The elusive Persian Leopard resides in rugged mountainous terrains in Iran, Afghanistan, Pakistan, Armenia, Azerbaijan, Turkmenistan, Georgia and Russia. It is a secretive animal like all leopards and is seldom seen in the wild. Residing in a combination of hilly and forested areas, it is a solitary feline that faces a variety of threats in its natural habitat and is struggling to survive in nature.
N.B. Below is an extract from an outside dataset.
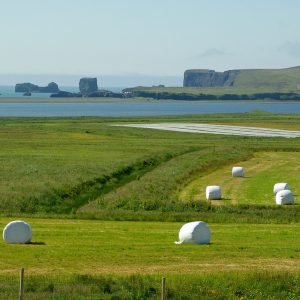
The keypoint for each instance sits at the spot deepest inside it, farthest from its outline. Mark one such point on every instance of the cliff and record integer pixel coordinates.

The splendid cat has had to withstand a lot over the years owing to the war torn conditions in its geographical range. This along with poaching for fur, prize hunting, poisoning, wild fires and habitat and prey loss has meant that there are fewer than thirteen hundred Persian Leopards in the wild today. Highest numbers are in Iran with around six to eight hundred animals reportedly existing. There are some conservation projects underway, with plans to reintroduce the big cat in Russia being one of them. At the moment though, the magnificent Persian Leopard is still classified as Endangered.

20 comments:

Arabesque said...

I thought you might like a link to this blog with images taken in Oman and links about the Arabian Leopard ( panthera pardus nimr ) http://blog.omanholiday.co.uk/blog/_archives/2008/8/2/3820950.html

Anonymous said...

hi

Anonymous said...

I sure hope they last in the wild

Anonymous said...

i have a confirmed report of a persian leopard female shot near miranshah north waziristan ,pakistan in june 2009 as i saw the fresh skin .the leopard reportedly attacked a child in the fields near the house and was shot by the boys father the skin was later sold for 5000 pak rupees in miranshah.i saw it in bannu in the buyers hand and by the very large size ,light colour and thick fur recognised it as a persian leopard.there were reports of more live leopards in the area but thankfully there are no reports of anymore shootings or attack.the area is taliban controlled and is difficult to acces presently.

Anonymous said...

it is sad that these endangered cats not only have to try to survive in normal circumstances but also to try and survive in the war torn territories which also makes it much more diffucult to survive. i only hope that there can be a unified action to try to help them stay extinct.

Anonymous said...

im sorry i meant unextinct.

Anonymous said...

go pie!

Anonymous said...

omg i can't belive that there are less persian leopards in the world

Anonymous said...

Dude! this is really helpful... i never thought I'll use this cain of websites! xD

Anonymous said...

wow

Anonymous said...

arabesque khafe sho najees

Anonymous said...

wonderful ANIMALS!

Anonymous said...

DOING THIS PROJECT ON PERSIAN LEOPARDS HAVING HARD TIME

Anonymous said...

Thanks for the info helped out for a school project

Anonymous said...

I don't get it

Anonymous said...

Thank you for the help. I'm still having a hard time doing this assignment, though. But anyways I did get a few things for this and of course, I'll use you as a reference in my bibliography.

Anonymous said...

This is nice

marasia said...

doing a keynote project, this site was very helpful, sad they are going extinct, hope we can save them!